Still, his viewpoint is bound to testing, which I consider to be the problem. He suggests that we can see drops in testing scores to prove that screen time is bad for students. I claim that 2010 as the break point in what scores he observed comes because that was when the emphasis on testing started its punitive phase.
LikeLike
Most ed tech is electronic worksheets peppered with a few games to entice students. It is not generally engaging, challenging or interesting. It stunts students’ cognitive, social and emotional development. It may also have negative consequences for brain and eye development when students spend more than 4 hours staring at screens in school and sometimes additional time at home.
LikeLike
Agreed. We are seeing a confluence of disastrous decisions made at the top. Turning over education to machines. Big mistake. Implementing Common Core tests–another big mistake. In the latter case, education in Math, to some extent, and ELA, to an enormous extent, devolved into test prep exercises related to particular CC “standards,” as opposed to coherent lessons. Why? Because all administrators cared about was that they were going to be judged on test results.

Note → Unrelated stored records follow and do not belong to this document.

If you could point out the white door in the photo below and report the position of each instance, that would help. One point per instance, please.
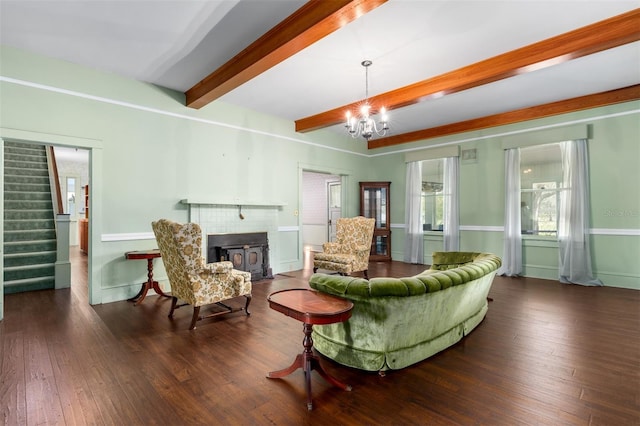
(333, 203)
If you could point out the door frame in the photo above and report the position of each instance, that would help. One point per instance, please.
(94, 280)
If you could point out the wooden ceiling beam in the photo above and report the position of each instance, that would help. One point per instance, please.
(627, 94)
(597, 37)
(313, 21)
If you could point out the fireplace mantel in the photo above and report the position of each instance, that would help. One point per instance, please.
(238, 202)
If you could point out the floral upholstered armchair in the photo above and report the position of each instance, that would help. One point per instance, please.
(192, 280)
(350, 252)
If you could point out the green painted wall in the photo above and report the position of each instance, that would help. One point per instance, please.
(149, 151)
(615, 194)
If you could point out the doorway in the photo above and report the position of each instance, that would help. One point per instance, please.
(334, 204)
(73, 174)
(321, 206)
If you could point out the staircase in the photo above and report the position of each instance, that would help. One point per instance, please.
(29, 222)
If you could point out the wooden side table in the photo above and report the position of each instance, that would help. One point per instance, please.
(147, 255)
(310, 307)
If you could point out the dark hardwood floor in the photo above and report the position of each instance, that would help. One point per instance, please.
(546, 354)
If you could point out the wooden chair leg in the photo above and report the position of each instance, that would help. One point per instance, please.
(174, 302)
(246, 306)
(196, 313)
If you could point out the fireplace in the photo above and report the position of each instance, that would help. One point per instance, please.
(247, 251)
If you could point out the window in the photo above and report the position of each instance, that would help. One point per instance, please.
(540, 186)
(432, 207)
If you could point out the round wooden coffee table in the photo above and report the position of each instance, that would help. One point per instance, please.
(147, 255)
(310, 307)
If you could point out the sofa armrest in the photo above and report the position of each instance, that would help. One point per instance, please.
(363, 250)
(332, 248)
(224, 267)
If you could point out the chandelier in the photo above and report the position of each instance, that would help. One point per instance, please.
(365, 125)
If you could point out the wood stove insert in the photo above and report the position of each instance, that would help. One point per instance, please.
(247, 251)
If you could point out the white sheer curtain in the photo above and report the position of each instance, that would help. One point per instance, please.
(413, 240)
(573, 222)
(512, 252)
(451, 233)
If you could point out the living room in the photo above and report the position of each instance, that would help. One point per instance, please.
(148, 151)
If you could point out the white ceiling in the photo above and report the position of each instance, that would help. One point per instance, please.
(175, 44)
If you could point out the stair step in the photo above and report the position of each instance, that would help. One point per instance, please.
(12, 247)
(28, 214)
(27, 187)
(27, 195)
(35, 157)
(23, 272)
(28, 205)
(29, 235)
(26, 180)
(29, 258)
(26, 224)
(30, 284)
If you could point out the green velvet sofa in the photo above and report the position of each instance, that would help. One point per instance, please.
(397, 322)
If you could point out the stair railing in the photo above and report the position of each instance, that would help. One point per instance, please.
(62, 265)
(56, 195)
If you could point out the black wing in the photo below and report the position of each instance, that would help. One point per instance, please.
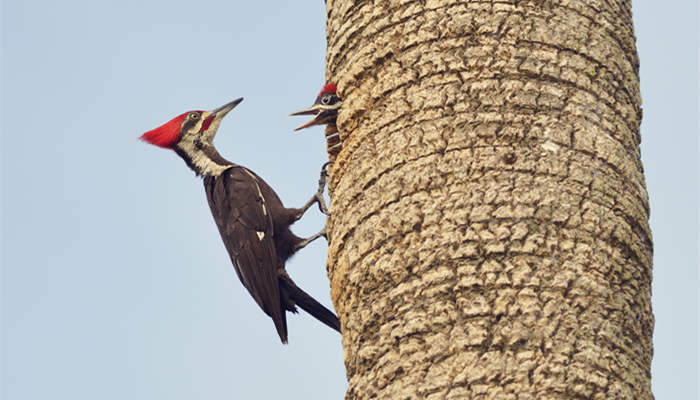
(246, 228)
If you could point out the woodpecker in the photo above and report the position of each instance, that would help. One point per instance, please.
(325, 109)
(252, 221)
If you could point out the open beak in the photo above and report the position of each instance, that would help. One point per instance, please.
(320, 118)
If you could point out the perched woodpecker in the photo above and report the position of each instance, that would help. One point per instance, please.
(325, 109)
(252, 221)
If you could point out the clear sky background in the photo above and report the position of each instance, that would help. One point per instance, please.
(115, 283)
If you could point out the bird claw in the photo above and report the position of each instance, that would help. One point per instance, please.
(305, 242)
(321, 187)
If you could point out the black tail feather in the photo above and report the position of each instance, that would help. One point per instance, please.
(309, 304)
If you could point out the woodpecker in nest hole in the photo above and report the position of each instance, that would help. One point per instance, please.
(325, 110)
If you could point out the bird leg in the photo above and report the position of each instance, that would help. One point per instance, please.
(318, 196)
(305, 242)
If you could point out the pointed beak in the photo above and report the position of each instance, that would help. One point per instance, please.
(320, 118)
(213, 119)
(223, 110)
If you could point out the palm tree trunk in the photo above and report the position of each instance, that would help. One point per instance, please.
(489, 234)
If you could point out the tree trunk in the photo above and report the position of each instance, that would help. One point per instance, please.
(489, 234)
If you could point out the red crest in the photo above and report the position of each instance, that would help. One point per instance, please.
(167, 134)
(328, 88)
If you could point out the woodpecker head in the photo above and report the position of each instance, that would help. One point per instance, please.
(325, 108)
(191, 135)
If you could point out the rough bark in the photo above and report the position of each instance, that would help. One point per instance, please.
(489, 234)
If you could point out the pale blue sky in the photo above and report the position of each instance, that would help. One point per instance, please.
(115, 284)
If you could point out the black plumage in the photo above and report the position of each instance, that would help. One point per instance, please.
(254, 226)
(253, 223)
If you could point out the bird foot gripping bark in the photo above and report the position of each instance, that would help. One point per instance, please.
(322, 180)
(306, 242)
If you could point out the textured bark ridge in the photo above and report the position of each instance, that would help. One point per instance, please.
(489, 235)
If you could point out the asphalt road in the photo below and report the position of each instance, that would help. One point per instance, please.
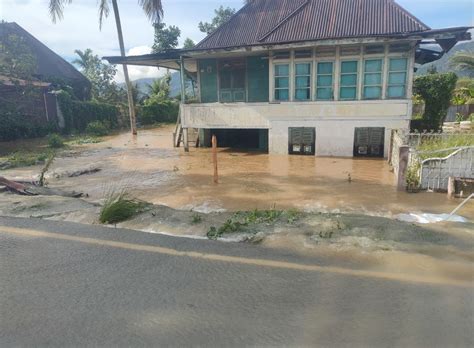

The data are in. These horrific mistakes (including the so-called state standards that are basically renamings of some version of the Common Core), the associated testing, and the over-reliance on computer instruction–all need to go. Until or unless that happens, we will continue to fall further and further behind.
LikeLike
In regard to reading achievement, is it the poor quality of digital teaching materials in general or is it the content of those materials (e.g., mindless skill and drill on phonics). In the end, his data clearly illustrate a downward trend on standardized tests using large data sets and suggested by meta-analyses across many studies. Yet, any interpretation of that data is speculative about causes and about theoretical explanations. It certainly doesn’t mean unequivocally that digital teaching materials are the root cause of a decline. In the end, he argues that more research is needed. Thus, it is too early for any definitive interpretations and recommendations. But, at least we now have an alternative explanation for declines in reading achievement (poor quality online instruction) instead of a lack of “structured literacy” (phonics). Further, this scientific evidence adds perhaps inconvenient explanations for those who claim that the “Science of Reading” is a settled once and for all in terms of how reading is taught.
LikeLike
The reading concerns with pervasive ed tech are both content and process related, IMO. Many secondary school students are no longer doing any sustained reading in literature. They are mostly reading excerpts from books on-line, both fiction and non-fiction, which are followed by bubble test questions. Students do not benefit from discussing the material, and they cannot benefit from something called the peer effect. In other words they do not get to hear what other think which helps them form thoughts about the work, perhaps draw conclusions, or even reject what another student thinks. These are cognitive tasks that a steady diet of excerpts and bubble tests do not address. In addition, they rarely get the opportunity to give a written response to what they have read. These types of tasks develop the capacity to become a critical thinker and skilled reader and writer.